Moegamat Farouk Martin, 42, from Lansdowne, in Cape Town, appeared in the Bellville Specialised Commercial Crime Court, before magistrate Sabrina Sonnenberg, who postponed the matter to January 30.
Martin, who has been held at Pollsmoor Prison, lamented that he had been moved against his will to the Goodwood Prison. He asked the court to order his return to Pollsmoor.
Sonnenberg said he would have to discuss his plight with his counsel N Jaftha, who would then approach the court on his behalf.
For professional reasons, she could not order his return to Pollsmoor, without Jaftha being aware of what had happened, she said.
The case was postponed in December because of Jaftha's absence.
At Tuesday's proceedings, prosecutor Denzyl Combrink said he had phoned Jaftha, only to hear that he had rushed to hospital with his child.
Martin was expected to plead guilty to charges of fraud and conspiracy to commit fraud, in plea-bargain proceedings, but the negotiations had not yet been finalised.
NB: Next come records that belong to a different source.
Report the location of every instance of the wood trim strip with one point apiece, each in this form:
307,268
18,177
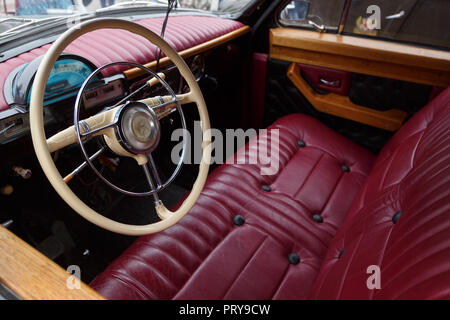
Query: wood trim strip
341,106
135,72
361,55
31,275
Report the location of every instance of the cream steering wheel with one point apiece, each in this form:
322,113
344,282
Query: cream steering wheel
101,124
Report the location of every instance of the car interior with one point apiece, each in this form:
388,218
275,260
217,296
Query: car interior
350,99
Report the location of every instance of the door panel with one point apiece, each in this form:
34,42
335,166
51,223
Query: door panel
371,82
341,106
283,98
326,80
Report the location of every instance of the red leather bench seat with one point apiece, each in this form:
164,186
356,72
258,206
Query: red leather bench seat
332,204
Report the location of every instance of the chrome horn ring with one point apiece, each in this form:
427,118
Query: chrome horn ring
123,136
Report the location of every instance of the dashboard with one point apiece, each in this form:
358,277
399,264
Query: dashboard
65,80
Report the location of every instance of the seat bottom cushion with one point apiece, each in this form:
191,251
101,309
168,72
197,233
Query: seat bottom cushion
295,209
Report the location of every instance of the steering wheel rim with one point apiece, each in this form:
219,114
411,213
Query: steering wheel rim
43,152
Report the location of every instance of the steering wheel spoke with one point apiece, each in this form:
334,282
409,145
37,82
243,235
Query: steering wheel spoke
78,169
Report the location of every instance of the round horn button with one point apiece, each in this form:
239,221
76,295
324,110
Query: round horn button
141,127
139,131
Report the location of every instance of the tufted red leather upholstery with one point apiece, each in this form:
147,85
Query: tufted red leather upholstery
105,46
206,256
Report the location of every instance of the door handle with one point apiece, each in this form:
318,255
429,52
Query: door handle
331,83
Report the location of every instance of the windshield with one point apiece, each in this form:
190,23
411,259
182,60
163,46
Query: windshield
17,11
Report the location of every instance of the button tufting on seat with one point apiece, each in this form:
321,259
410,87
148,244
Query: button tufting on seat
318,218
397,216
238,220
294,259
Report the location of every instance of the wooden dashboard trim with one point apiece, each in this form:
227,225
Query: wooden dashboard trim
331,103
31,275
362,55
135,72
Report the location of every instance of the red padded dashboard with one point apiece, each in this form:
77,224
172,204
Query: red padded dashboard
109,45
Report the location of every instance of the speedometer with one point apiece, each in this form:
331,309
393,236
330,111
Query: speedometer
66,77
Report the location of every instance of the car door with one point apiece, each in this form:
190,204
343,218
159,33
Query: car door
361,67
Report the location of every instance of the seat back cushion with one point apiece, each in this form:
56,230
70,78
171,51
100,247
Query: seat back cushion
400,221
207,256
Combrink said Martin had been refused bail by the Bellville District Court. He said he had already informed Jaftha of the sentence that would be acceptable to the State.
If Martin disagreed with the proposed sentence, plea negotiations would collapse and the State would proceed to trial in the normal manner.
Martin was arrested on August 12 when he tried to pay for groceries worth R13,811 at the PicknPay in Kenilworth, Cape Town.
According to the charge sheet, Kenilworth branch manager John Lendoor was told that Martin's credit card payment had been declined.
Store managers had been warned that fraudulent bank cards were in circulation.
Martin was allegedly found in possession of a grey Master Card, supposedly issued by the Bank of America.
Lendoor recognised the card as counterfeit and alerted the police. An investigation revealed that the card was issued by Europay Belgium SCRL.
Martin is also charged with violating the Electronic Communications and Transactions Act.